The Dutch reaction to a report from United Nations experts saying Kigali was backing insurgents in the east of the Democratic Republic of Congo follows Washington’s $200,000 cut in military aid at the weekend.
A spokeswoman for the Dutch foreign ministry said the suspended aid was to have been used for improving Rwanda’s judicial system and that support to non-governmental organizations would continue.
The Dutch government would discuss future aid to Rwanda with other European Union governments and resumption would require an immediate end to Rwandan support for rebels in Congo, she said.
Kigali did not immediately respond to the Dutch move but Rwanda has regularly denied having any link to eastern Congolese rebels and said earlier on Thursday that the U.S. move had been “regrettable” and based on a flawed report.
“It would have been better for the U.S. or any other of our partners to actually take a decision based on clear evidence, not on allegations,” Foreign Minister Louise Mushikiwabo said.
The U.S. cut was seen as a significant shift in policy because Washington has stood by Rwanda in the past despite the tiny nation’s long history of involvement in wars in its vast, unstable neighbor since a 1994 genocide.
Asked if the military aid cut had damaged relations with the United States, Mushikiwabo said: “I don’t think so.”
Clashes between the Congolese army and M23 rebels have forced thousands of people to flee their homes in the last 48 hours, adding to some 260,000 people already displaced since April.
Mushikiwabo also brushed aside a report in Britain’s Guardian newspaper that a U.S. official had warned Rwanda’s leaders they could face prosecution at the International Criminal Court for arming groups responsible for atrocities in the Congo.
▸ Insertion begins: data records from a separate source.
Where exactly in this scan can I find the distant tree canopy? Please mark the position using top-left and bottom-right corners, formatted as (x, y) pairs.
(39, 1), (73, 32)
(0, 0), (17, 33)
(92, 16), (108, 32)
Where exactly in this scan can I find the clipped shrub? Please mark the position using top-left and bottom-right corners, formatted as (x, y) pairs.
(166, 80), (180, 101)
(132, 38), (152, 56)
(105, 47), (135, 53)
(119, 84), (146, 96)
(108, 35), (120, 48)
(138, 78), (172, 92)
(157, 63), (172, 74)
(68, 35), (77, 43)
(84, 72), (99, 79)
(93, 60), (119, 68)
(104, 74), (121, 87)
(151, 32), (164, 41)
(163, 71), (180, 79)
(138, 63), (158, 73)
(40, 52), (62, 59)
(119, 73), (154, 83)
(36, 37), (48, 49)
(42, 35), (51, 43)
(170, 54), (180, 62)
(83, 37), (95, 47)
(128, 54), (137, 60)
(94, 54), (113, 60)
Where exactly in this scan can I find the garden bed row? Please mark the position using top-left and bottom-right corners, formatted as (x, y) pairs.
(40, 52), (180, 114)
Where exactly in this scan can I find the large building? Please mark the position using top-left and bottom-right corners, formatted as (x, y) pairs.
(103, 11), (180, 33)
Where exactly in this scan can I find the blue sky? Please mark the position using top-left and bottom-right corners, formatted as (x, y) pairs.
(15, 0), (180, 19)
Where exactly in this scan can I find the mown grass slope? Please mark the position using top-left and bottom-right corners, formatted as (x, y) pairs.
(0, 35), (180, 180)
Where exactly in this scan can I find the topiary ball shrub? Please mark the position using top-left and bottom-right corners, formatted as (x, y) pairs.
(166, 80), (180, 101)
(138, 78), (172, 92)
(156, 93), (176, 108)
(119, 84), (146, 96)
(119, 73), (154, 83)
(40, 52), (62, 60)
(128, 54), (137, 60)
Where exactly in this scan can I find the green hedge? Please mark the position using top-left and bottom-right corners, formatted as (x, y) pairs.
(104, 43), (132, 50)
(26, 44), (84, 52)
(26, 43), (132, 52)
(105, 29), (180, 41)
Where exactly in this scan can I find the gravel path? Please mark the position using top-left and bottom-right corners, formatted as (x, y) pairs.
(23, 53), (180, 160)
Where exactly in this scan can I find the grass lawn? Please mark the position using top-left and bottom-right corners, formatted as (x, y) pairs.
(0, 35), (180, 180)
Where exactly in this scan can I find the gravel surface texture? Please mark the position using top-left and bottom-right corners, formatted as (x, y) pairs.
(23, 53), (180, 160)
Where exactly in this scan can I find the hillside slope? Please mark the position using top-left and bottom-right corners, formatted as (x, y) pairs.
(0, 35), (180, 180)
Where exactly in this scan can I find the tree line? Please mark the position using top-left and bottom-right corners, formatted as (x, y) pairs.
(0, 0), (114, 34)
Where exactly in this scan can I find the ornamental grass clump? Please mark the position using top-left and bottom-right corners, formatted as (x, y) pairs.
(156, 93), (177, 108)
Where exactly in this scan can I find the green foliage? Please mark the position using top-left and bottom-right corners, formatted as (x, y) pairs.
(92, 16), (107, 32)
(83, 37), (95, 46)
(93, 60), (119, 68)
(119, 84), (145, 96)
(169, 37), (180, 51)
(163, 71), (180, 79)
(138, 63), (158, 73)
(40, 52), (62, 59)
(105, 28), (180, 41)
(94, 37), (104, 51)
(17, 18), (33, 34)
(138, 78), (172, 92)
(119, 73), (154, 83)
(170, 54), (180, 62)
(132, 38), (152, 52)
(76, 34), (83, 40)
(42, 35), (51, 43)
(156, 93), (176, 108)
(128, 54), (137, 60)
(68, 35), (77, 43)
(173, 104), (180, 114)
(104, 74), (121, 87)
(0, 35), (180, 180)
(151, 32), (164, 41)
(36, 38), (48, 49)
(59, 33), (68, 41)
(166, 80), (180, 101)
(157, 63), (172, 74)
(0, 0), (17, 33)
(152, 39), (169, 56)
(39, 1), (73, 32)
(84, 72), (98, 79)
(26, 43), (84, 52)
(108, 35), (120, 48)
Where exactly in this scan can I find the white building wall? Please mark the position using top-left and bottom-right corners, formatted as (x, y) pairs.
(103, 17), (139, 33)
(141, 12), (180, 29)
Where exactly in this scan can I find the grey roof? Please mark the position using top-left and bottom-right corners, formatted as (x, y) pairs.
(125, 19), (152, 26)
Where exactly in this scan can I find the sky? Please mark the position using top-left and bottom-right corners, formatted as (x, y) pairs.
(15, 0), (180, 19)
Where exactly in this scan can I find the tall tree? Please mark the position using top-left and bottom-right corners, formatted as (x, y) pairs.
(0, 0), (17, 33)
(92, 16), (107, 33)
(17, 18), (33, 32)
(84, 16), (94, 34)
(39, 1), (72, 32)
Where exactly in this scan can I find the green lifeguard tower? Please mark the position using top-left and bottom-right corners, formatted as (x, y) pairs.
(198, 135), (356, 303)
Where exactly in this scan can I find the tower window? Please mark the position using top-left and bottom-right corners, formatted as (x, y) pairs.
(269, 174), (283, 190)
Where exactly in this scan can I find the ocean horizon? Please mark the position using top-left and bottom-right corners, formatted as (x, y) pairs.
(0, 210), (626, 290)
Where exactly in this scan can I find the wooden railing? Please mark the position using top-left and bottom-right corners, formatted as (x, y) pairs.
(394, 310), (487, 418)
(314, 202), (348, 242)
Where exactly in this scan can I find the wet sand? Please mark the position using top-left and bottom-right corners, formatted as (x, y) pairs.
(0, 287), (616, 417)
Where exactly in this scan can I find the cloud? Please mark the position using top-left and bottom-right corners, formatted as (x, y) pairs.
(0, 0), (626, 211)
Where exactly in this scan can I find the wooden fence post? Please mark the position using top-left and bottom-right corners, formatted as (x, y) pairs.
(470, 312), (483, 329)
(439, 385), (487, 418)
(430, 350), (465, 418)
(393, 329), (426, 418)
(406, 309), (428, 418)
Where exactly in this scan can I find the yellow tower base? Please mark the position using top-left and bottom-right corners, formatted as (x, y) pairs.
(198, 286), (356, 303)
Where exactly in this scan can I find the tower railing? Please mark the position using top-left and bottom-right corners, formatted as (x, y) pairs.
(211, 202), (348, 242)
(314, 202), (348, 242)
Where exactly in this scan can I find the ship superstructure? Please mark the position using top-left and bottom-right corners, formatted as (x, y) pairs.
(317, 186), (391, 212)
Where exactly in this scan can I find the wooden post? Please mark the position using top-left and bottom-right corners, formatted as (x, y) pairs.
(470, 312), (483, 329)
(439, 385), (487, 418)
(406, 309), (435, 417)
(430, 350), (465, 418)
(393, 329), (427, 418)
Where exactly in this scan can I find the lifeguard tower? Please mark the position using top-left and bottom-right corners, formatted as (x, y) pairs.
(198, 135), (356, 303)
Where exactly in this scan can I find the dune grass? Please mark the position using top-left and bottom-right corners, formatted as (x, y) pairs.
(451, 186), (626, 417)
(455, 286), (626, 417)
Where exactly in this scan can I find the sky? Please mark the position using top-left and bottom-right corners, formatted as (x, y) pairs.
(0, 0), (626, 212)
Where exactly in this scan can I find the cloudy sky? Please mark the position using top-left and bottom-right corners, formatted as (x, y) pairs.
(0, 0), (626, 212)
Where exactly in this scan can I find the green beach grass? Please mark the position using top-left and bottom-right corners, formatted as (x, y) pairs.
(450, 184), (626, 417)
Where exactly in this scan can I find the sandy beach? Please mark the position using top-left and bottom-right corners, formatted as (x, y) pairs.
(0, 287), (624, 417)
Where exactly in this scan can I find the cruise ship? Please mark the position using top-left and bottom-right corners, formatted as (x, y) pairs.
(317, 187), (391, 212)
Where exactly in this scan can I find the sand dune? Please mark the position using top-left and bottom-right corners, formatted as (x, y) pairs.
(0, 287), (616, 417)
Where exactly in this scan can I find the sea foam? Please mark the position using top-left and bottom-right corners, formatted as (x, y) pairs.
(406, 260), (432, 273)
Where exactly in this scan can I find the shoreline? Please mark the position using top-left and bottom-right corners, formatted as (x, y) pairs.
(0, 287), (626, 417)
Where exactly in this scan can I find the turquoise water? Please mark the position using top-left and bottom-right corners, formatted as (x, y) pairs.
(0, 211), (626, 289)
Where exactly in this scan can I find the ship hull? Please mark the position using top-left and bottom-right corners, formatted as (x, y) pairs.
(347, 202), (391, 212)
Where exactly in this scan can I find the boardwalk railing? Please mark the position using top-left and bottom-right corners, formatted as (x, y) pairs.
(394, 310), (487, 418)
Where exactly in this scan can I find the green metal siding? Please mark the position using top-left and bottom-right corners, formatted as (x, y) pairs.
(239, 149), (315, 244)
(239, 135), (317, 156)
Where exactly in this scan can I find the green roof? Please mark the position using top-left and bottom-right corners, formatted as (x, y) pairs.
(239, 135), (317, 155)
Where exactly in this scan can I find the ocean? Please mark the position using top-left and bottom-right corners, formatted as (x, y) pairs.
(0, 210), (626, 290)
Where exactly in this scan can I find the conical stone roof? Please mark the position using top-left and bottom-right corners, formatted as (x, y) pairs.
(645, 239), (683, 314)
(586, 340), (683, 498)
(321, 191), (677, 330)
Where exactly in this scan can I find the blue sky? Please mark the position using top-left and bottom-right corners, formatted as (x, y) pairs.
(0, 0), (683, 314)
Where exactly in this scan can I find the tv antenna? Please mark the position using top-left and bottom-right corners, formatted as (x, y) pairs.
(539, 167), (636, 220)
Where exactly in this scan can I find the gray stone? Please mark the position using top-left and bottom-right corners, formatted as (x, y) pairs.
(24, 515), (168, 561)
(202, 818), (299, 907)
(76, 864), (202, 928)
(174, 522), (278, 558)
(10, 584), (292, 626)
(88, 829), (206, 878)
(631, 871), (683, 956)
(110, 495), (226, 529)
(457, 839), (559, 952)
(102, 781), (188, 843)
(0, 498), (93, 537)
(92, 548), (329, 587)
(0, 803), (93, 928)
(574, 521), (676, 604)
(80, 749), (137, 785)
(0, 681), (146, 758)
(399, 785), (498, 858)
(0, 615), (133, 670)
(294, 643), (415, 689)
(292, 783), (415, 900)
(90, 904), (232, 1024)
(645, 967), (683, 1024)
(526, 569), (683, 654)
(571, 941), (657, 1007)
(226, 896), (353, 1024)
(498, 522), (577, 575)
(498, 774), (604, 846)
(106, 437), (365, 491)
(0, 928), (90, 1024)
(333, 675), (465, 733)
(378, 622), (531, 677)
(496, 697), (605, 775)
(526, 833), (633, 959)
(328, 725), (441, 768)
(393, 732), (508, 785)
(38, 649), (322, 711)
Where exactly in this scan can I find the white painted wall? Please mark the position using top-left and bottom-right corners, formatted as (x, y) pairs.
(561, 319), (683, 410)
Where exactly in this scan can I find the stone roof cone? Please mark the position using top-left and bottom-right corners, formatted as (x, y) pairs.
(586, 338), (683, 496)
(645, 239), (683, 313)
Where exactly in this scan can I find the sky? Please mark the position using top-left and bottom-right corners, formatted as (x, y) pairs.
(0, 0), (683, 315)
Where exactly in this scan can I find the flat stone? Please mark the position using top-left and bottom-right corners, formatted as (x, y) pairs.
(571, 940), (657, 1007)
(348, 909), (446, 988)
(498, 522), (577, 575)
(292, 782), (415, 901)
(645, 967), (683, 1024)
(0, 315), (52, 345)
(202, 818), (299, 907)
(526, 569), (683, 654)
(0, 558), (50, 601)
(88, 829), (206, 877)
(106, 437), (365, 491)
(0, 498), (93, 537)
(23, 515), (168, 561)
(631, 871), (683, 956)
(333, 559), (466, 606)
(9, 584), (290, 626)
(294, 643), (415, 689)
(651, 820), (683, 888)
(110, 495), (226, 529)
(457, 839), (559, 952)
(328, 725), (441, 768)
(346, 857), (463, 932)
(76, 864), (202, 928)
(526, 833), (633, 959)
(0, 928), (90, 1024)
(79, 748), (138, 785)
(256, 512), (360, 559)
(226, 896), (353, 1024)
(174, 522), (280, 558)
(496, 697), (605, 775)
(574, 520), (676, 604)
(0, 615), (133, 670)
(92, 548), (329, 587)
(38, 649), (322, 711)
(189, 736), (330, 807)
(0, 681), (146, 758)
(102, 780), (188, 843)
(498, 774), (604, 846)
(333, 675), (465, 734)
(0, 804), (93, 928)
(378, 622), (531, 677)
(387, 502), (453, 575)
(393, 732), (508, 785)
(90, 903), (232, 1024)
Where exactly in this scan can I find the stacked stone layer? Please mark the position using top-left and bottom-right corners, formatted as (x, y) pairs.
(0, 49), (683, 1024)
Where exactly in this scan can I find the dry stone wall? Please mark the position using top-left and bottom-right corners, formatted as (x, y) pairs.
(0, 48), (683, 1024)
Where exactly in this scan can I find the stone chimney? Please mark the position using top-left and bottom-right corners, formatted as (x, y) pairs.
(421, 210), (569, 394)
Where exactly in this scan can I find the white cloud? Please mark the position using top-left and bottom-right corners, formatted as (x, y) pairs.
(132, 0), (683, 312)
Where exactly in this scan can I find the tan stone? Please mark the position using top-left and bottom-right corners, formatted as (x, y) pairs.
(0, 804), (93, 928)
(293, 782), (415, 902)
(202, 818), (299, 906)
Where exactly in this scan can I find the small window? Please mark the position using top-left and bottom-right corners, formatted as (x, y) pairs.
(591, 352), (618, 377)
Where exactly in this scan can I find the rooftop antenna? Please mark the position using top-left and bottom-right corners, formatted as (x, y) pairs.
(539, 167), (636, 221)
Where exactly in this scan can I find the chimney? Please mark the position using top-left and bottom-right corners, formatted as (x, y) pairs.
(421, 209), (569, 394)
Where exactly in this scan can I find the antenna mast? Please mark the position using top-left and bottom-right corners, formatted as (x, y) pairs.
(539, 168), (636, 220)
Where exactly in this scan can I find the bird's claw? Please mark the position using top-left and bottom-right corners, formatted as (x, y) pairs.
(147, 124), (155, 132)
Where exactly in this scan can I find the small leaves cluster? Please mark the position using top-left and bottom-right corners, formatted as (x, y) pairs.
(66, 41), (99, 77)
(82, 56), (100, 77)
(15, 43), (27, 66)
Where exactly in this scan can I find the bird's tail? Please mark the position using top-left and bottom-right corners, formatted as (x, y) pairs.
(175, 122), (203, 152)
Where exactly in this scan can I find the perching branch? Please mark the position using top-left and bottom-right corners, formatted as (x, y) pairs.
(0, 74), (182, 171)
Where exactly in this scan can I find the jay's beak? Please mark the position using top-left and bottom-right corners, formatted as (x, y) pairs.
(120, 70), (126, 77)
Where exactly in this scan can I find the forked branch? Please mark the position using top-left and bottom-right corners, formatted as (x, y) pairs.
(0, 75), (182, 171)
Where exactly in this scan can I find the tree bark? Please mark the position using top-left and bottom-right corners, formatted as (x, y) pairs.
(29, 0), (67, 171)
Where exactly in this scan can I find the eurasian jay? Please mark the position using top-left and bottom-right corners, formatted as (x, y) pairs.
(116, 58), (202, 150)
“Let’s just take the wildest guess and say that the U.S. government actually does believe that (the leaders might be charged). They wouldn’t announce it through a journalist. That’s not how the U.S. government functions,” she said.
“There is no truth to that. Not only is there no truth to that but it also shows how people are just going wild with this whole Congo thing.”
The U.N. experts accused high-ranking Rwandan officials of backing the Congolese rebels with arms, ammunition and supplies but Mushikiwabo said Rwanda had no reason to support an uprising in a neighboring country.
Rwandan officials had met the authors of the U.N. report in Kigali to give their side of the story, she said. The report’s final version is due to be released around November.
“We went through each one of them carefully, every single allegation, and gave our own rebuttal … I think when the report becomes final in November it should be very clear that this interim report was just a compilation of allegations, a lot of fabrications,” she said.
“What does a photo of a uniform prove? I can get a uniform sewn here in Kigali any time and put it in a report. So what I think is that this report is very superficially plausible but people really need to look at it.”
The M23 rebellion takes its name from a 2009 peace accord the rebels say was violated by Kinshasa.
It has been swelled by hundreds of defectors from the Congolese army who walked into the bush in support of fugitive Congolese General Bosco Ntaganda, wanted by the ICC on war crimes charges.